My other writing about Covid-19 is at: https://martinknox.com

PRIVATE AND PUBLIC RISKS OF COVID-19
Risk of catching COVID-19 while going to work is like driving on a public road. You could die, but with observation and caution, it is safe enough and not worth worrying about a homicidal driver.
Probability of transmission to you of COVID-19 virus particles, from infectious persons, has opaque and complex processes too difficult for you to quantify your chances of infection. If you are a risk adverse person, isolation is a logical response to minimise exposure. But you may be expected to go to work, need to earn, or want not to cringe because learned helplessness is bad for your health.

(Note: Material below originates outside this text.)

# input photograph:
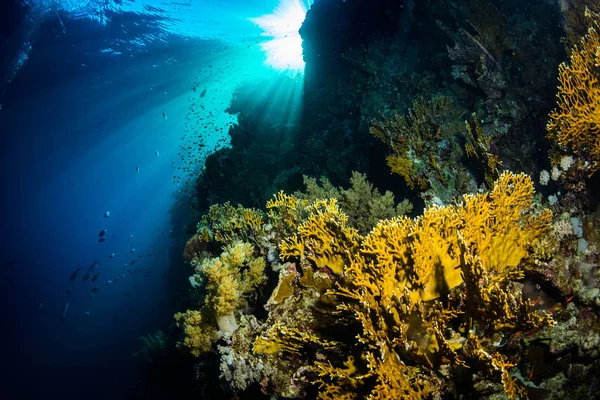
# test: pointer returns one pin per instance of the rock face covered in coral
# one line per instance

Nietzsche advocated personal fulfilment by taking risks without consideration for others, as taken up by Hitler and Stalin. A propensity for cavalier response to danger resides in your brain’s amygdala, especially if you are male and under 30 years. If you only have yourself to think about, without consequences for your family, friends and colleagues, or for people who you might unknowingly infect, it is easier to face the risk and forget potential consequences.
Simone De Beauvoir wanted the individual to seek their own existential freedom by respecting others’ freedoms. You could risk going out to free yourself but only after anticipating your responsibilities to others if you became infected.
When your calculations would include medical consequences for yourself and for those you care about, you might fear the worst and prefer isolation. If going to work would have consequences for the business and for your employer, you might remember that all business is inherently risky and the terms of your employment require you to sacrifice freedoms. A utilitarian would expect your decision to go to work to be of practical use to you, such as by earning, rather than to exercise freedom.
Analysis of expected risks can clarify the best course of action to take. There could be clear and present danger from going out, but with insufficient likelihood of incurring costs that would exceed the value of certain benefits you expect.
Because employers and employees have different interests, governments may step in with guidance. They may decide responsibly who to lockdown and who to go to work. They may give financial support. Economy-wide, the amount of relief to be paid by the community could be staggering. The contributions of those who take personal risks may be insufficient to ensure economic survival of a community supporting those who avoid risk. Private risk may not be covered by public indemnity. An individual’s best protection is to be forewarned and free to choose what risks they will or will not take.